翻开第一页,是幅工笔画,画着个穿红袄的女人被绑在老槐树上,几个壮汉拿着刀,正剥她的皮。题字是:大定三年,大旱,献新妇以安地脉,人皮铺炕,果得甘霖。
第二页,画着个童男被按在石臼里,血肉和进泥里,题字:大定十年,地裂,献童子以固土,肉泥筑墙,地复平整。

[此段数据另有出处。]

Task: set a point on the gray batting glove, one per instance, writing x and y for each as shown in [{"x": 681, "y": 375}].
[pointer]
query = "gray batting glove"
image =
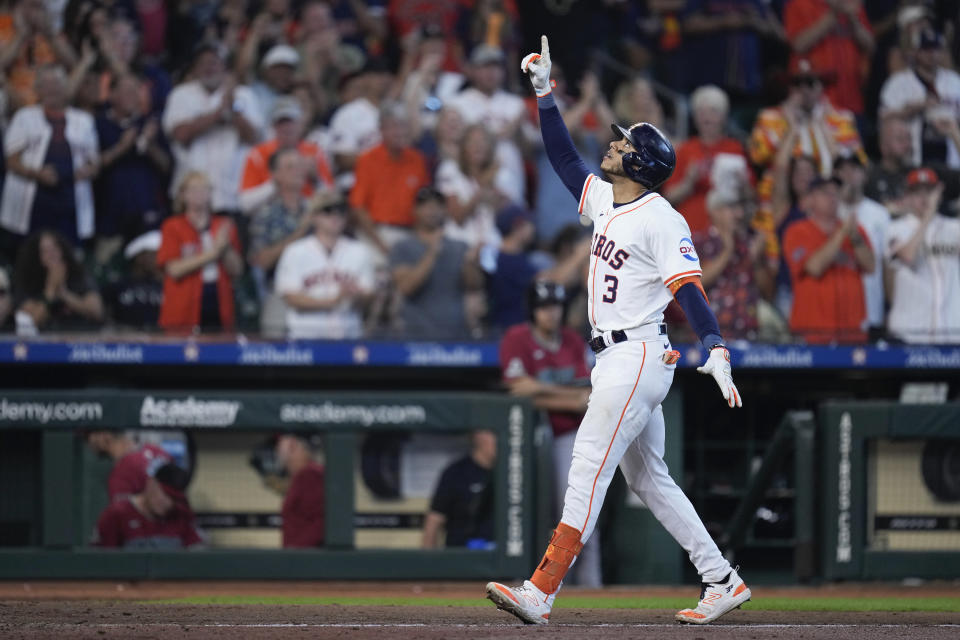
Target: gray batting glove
[
  {"x": 718, "y": 366},
  {"x": 537, "y": 66}
]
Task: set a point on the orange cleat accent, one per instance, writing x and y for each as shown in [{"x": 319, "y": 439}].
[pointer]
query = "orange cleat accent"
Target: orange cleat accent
[{"x": 564, "y": 547}]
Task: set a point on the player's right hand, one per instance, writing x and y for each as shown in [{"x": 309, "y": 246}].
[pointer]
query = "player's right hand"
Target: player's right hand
[
  {"x": 718, "y": 366},
  {"x": 537, "y": 66}
]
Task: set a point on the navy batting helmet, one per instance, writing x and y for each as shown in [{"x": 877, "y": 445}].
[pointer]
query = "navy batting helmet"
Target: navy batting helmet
[
  {"x": 544, "y": 293},
  {"x": 653, "y": 158}
]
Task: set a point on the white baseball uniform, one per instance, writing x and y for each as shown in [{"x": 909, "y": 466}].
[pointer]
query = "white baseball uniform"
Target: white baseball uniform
[
  {"x": 926, "y": 294},
  {"x": 639, "y": 248}
]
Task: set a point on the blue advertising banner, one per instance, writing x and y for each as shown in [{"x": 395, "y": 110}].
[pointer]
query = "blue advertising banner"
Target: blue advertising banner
[{"x": 242, "y": 352}]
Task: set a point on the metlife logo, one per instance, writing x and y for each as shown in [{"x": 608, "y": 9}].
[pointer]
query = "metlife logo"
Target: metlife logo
[{"x": 188, "y": 412}]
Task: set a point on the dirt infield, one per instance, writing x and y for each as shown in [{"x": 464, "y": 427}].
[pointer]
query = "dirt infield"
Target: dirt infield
[{"x": 118, "y": 610}]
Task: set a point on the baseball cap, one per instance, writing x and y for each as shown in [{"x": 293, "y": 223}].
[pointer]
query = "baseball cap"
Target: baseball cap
[
  {"x": 171, "y": 478},
  {"x": 509, "y": 218},
  {"x": 803, "y": 68},
  {"x": 215, "y": 47},
  {"x": 286, "y": 109},
  {"x": 722, "y": 197},
  {"x": 922, "y": 177},
  {"x": 485, "y": 54},
  {"x": 328, "y": 200},
  {"x": 929, "y": 39},
  {"x": 149, "y": 241},
  {"x": 428, "y": 193},
  {"x": 848, "y": 157},
  {"x": 281, "y": 54},
  {"x": 821, "y": 181},
  {"x": 431, "y": 30}
]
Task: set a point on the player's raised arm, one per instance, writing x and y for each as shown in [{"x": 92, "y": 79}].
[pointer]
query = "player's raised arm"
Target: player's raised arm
[
  {"x": 679, "y": 267},
  {"x": 556, "y": 139}
]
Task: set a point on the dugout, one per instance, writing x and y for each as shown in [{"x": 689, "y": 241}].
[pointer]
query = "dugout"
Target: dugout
[{"x": 745, "y": 479}]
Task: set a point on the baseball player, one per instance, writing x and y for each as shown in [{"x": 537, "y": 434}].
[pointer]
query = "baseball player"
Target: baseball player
[
  {"x": 546, "y": 362},
  {"x": 642, "y": 256}
]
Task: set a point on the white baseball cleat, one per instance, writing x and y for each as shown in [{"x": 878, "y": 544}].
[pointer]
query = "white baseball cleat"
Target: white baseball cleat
[
  {"x": 526, "y": 602},
  {"x": 716, "y": 600}
]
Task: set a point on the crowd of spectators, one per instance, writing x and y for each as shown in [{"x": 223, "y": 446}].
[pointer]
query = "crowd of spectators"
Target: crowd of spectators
[{"x": 348, "y": 168}]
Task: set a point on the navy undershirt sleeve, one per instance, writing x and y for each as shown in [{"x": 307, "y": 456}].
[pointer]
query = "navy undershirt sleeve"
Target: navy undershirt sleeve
[
  {"x": 699, "y": 315},
  {"x": 560, "y": 150}
]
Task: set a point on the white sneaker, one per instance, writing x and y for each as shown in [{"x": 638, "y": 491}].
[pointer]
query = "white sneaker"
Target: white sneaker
[
  {"x": 526, "y": 602},
  {"x": 716, "y": 600}
]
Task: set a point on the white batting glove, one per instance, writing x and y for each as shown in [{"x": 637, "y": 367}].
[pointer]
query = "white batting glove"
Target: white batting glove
[
  {"x": 718, "y": 366},
  {"x": 537, "y": 66}
]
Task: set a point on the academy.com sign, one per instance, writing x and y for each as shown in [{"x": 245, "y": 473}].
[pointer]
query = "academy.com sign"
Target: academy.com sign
[
  {"x": 188, "y": 412},
  {"x": 367, "y": 415},
  {"x": 50, "y": 412}
]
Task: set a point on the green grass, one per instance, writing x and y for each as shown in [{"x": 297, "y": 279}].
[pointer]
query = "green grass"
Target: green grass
[{"x": 601, "y": 602}]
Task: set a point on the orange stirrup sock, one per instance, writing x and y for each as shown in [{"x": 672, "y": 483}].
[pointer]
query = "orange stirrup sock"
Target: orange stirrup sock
[{"x": 564, "y": 547}]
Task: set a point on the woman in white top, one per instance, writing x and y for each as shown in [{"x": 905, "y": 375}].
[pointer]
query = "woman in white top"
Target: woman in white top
[
  {"x": 476, "y": 188},
  {"x": 52, "y": 155}
]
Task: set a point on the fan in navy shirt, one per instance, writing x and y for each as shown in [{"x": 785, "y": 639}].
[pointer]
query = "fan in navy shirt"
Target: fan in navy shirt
[
  {"x": 462, "y": 503},
  {"x": 131, "y": 189}
]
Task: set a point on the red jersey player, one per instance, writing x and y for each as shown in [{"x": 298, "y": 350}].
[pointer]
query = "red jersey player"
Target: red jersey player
[
  {"x": 129, "y": 473},
  {"x": 546, "y": 362},
  {"x": 303, "y": 506},
  {"x": 156, "y": 518}
]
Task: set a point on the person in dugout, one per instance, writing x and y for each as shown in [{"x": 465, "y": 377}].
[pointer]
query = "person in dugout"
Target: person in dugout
[
  {"x": 159, "y": 517},
  {"x": 130, "y": 461},
  {"x": 303, "y": 504}
]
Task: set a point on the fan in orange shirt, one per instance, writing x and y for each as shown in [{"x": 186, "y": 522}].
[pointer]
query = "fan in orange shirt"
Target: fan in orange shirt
[
  {"x": 387, "y": 180},
  {"x": 827, "y": 256},
  {"x": 256, "y": 187}
]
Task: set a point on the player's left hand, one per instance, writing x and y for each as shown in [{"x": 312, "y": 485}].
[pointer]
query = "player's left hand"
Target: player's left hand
[
  {"x": 537, "y": 66},
  {"x": 718, "y": 366}
]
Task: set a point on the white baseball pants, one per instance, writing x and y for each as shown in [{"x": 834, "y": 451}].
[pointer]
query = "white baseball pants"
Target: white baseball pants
[
  {"x": 624, "y": 426},
  {"x": 587, "y": 571}
]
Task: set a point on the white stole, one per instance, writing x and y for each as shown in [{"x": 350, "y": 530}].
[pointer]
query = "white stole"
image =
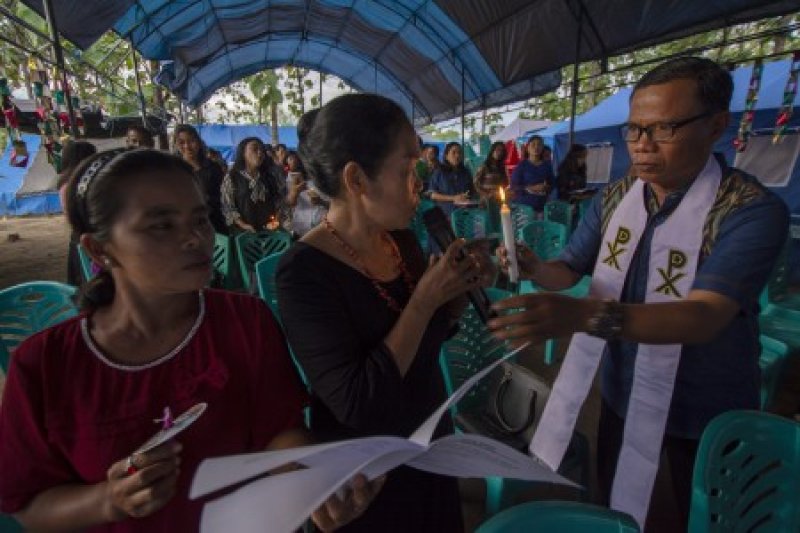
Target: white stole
[{"x": 674, "y": 254}]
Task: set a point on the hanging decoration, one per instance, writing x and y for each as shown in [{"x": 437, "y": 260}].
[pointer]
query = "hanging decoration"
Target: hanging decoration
[
  {"x": 789, "y": 94},
  {"x": 746, "y": 125},
  {"x": 19, "y": 154}
]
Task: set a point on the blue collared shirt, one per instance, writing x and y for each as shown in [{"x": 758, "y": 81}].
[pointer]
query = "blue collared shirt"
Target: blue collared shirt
[{"x": 723, "y": 374}]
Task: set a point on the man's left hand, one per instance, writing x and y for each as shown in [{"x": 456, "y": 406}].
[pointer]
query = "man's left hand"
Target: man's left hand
[
  {"x": 541, "y": 316},
  {"x": 337, "y": 512}
]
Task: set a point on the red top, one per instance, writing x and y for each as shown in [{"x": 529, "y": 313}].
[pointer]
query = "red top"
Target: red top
[{"x": 68, "y": 413}]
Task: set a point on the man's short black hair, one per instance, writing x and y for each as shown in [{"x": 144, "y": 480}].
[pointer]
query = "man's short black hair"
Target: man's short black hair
[{"x": 714, "y": 83}]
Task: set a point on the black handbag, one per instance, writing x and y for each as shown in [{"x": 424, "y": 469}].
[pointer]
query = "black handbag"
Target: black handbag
[{"x": 508, "y": 408}]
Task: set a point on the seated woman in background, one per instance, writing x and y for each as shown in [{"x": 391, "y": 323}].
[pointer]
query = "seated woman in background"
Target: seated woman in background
[
  {"x": 138, "y": 136},
  {"x": 81, "y": 396},
  {"x": 492, "y": 173},
  {"x": 308, "y": 207},
  {"x": 451, "y": 182},
  {"x": 363, "y": 315},
  {"x": 490, "y": 176},
  {"x": 427, "y": 164},
  {"x": 192, "y": 149},
  {"x": 572, "y": 172},
  {"x": 73, "y": 154},
  {"x": 533, "y": 178},
  {"x": 252, "y": 196}
]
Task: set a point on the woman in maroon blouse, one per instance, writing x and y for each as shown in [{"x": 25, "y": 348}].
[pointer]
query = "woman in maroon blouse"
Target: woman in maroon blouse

往后翻,每页都画着不同的献祭,有孕妇、乞丐、甚至刚出生的婴儿。最后一页的墨迹未干,画着个穿皂衣的差役,被绑在老槐树下,旁边写着:正德二年,外乡差役查案,剥其皮为毡,和肉为泥,老槐树永享太平。
正德二年......我抬头,现在是大明正德三年?
阿桃点头,眼泪掉在族谱上,晕开了墨迹:每年秋收后,老槐树都要。今年的祭品就是你这样的外乡人。昨儿张屠户家的三口,是因为发现了族谱,所以被提前处理了。
那些失踪的人......
都被做成了毡子和泥。阿桃指着祠堂的横梁,你看。
我抬头,横梁上挂着十几张人皮毡子,每张都有不同的花纹,有的绣着牡丹,有的绣着蝙蝠。最边上那张是新挂的,还没晾干,隐约能看见里面的肋骨轮廓。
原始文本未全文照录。